How long does it take to lose an English accent in French?
It depends on what "lose" means. Reaching the point where Parisians stop switching to English on you takes most learners a few months of focused work — not years. Reaching the point where they can't tell where you're from until you mention it takes longer, usually six months to two years of deliberate practice on the specific sounds you miss. The "it takes a decade" myth comes from people who never got pointed feedback — they practiced for years and improved slowly because they were guessing what to fix. Targeted feedback compresses the timeline dramatically. Our team's native Parisian has watched students go from obviously American to plausibly Belgian inside a year. Test where you are now and we'll show you what's left.
Do French people care if you have an accent?
Short answer: yes, and it's complicated. French speakers — Parisians especially — are unusually attentive to accents because their education system drills "le bon français" hard. They notice immediately. The good news: most appreciate effort and warm up the moment they hear you trying. The bad news: they'll often switch to English to be "helpful," which is the worst thing for a learner. Our native Parisian's blunt take: she'd rather hear someone struggle in French than default to English — switching is well-meant but it stings. The fix isn't to demand French; it's to get good enough that switching feels unnecessary. That's a few months of work on the specific sounds Parisians flag, not years. See how close you already are.
What's the difference between Parisian and other French accents?
Parisian French is what news anchors, dubbed films, and most teachers default to — it's the standard. Quebec French uses different vowels (long /a/ in "pâte" diphthongizes), preserves older pronunciations Parisians have dropped (you'll hear "moé" for "moi" — a kept /wɛ/ Paris shifted to /wa/), and has its own slang. Marseille and Provençal accents are sing-song with brighter vowels, a velar tail on nasals — "demain" lands closer to "demaing" — and a tendency to pronounce the silent schwa Parisians drop.

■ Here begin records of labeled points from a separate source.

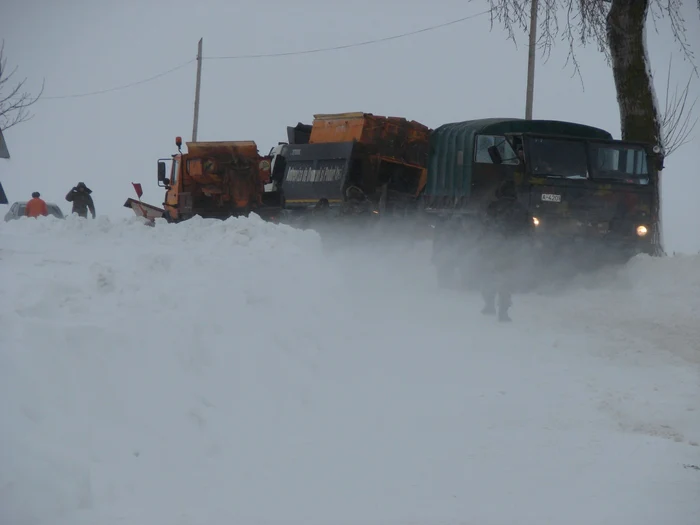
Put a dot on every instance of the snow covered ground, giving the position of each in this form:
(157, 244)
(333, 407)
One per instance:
(239, 372)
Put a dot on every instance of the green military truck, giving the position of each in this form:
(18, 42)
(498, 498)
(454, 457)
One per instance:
(591, 199)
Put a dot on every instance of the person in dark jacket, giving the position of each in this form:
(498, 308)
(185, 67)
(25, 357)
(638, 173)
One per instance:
(503, 244)
(81, 199)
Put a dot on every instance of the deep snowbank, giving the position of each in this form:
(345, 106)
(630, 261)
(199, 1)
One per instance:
(212, 372)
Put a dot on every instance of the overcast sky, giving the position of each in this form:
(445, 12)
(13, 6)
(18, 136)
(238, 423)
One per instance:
(455, 73)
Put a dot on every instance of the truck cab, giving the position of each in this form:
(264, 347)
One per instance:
(216, 180)
(583, 190)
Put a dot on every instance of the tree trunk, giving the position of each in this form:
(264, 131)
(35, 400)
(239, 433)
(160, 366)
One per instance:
(639, 112)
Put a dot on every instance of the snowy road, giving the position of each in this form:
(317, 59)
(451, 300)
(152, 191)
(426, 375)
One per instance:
(215, 372)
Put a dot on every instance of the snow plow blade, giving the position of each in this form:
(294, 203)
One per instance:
(141, 209)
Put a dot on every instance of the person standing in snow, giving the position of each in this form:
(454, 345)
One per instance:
(506, 226)
(81, 199)
(36, 206)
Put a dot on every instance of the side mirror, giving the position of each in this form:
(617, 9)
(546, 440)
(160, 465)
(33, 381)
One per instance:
(495, 155)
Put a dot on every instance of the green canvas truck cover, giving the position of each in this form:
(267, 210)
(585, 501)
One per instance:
(452, 148)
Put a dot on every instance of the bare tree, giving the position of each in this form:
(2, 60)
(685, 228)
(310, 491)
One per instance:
(677, 118)
(14, 99)
(616, 27)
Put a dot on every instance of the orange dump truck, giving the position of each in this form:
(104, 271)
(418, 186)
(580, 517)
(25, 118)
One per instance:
(213, 180)
(358, 162)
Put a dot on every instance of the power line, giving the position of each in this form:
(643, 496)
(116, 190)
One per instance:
(117, 88)
(347, 46)
(270, 55)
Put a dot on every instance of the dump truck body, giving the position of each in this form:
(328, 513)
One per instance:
(356, 159)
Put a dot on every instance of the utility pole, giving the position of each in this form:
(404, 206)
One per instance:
(196, 92)
(531, 61)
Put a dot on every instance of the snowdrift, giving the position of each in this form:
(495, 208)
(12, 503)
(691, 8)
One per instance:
(219, 372)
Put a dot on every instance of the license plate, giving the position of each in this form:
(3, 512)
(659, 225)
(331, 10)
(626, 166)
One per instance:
(551, 197)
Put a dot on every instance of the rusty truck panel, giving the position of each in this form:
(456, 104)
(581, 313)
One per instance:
(395, 137)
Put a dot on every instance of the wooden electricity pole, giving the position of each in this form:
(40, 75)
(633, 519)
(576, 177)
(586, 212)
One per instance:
(531, 61)
(196, 92)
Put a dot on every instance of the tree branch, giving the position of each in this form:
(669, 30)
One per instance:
(677, 117)
(14, 99)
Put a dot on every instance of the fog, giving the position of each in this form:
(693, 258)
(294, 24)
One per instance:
(458, 72)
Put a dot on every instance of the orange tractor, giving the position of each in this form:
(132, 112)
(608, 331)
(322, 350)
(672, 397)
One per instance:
(213, 180)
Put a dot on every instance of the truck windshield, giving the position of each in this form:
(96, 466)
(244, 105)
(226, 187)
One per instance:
(557, 158)
(622, 163)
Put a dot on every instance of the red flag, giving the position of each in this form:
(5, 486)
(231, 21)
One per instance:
(137, 187)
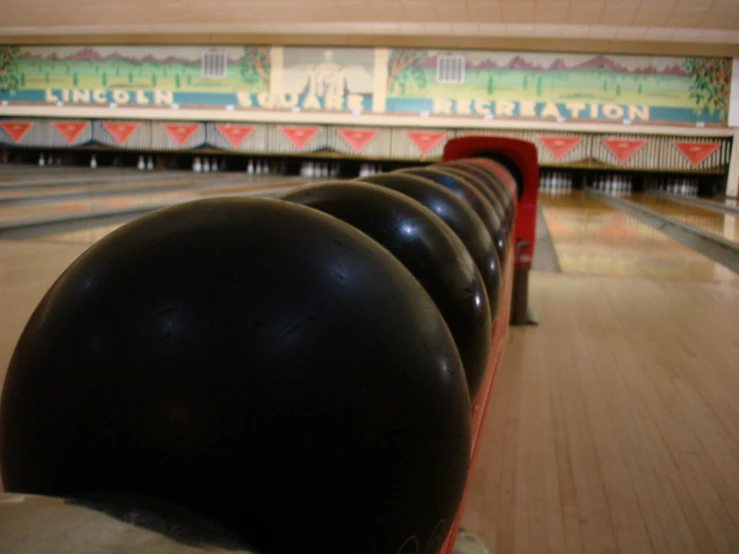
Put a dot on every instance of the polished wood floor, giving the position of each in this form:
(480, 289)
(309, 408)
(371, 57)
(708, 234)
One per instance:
(615, 422)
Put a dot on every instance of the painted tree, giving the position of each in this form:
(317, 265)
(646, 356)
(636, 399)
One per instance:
(710, 88)
(406, 66)
(9, 79)
(256, 65)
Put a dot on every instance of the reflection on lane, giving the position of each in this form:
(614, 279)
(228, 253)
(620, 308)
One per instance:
(720, 224)
(592, 238)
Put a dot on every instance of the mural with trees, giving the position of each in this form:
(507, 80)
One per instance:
(710, 87)
(404, 69)
(10, 79)
(256, 65)
(582, 86)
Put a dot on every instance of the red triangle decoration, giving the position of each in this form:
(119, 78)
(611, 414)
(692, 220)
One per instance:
(70, 130)
(16, 129)
(559, 147)
(623, 149)
(299, 136)
(235, 134)
(357, 138)
(180, 132)
(696, 152)
(425, 141)
(120, 131)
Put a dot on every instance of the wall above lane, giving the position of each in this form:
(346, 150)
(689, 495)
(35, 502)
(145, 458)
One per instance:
(486, 87)
(695, 154)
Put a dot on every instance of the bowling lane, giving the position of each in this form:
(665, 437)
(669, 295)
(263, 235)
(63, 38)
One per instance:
(719, 224)
(725, 202)
(105, 203)
(147, 183)
(81, 236)
(591, 238)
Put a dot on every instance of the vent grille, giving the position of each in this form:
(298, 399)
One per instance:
(450, 69)
(214, 65)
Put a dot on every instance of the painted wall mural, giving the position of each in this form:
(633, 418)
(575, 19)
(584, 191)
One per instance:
(328, 79)
(570, 86)
(536, 86)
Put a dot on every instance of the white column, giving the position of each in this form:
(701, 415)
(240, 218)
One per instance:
(276, 76)
(380, 90)
(732, 182)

Swiss French is the closest to Parisian, with mostly prosodic differences and its own number system ("septante," "nonante"). Belgian French sits a hair further out, with subtler nasal differences. To French ears these aren't subtle — Parisians can place a French speaker by region within a sentence or two. Our model is trained specifically on Parisian, so it'll flag Quebec or Marseille features as "wrong" even though they're perfectly correct French. That's deliberate.
How do I practice French pronunciation alone?
Three things in order. First, shadowing: play a short clip of native French audio, pause after each phrase, repeat it out loud immediately. Do this with podcasts, news, films — anything natively spoken. Second, record yourself. You'll notice things in playback you can't hear in real time. Third — and this is where most self-study breaks down — you need feedback that goes beyond "that sounds about right." You can't reliably hear the gap between your /y/ and a Parisian's /y/ from a recording; the difference is too small for an untrained ear. That's the whole reason we built this — the daily test gives you a per-phoneme score so the gap is named, not guessed at. Two minutes a day beats two hours a week.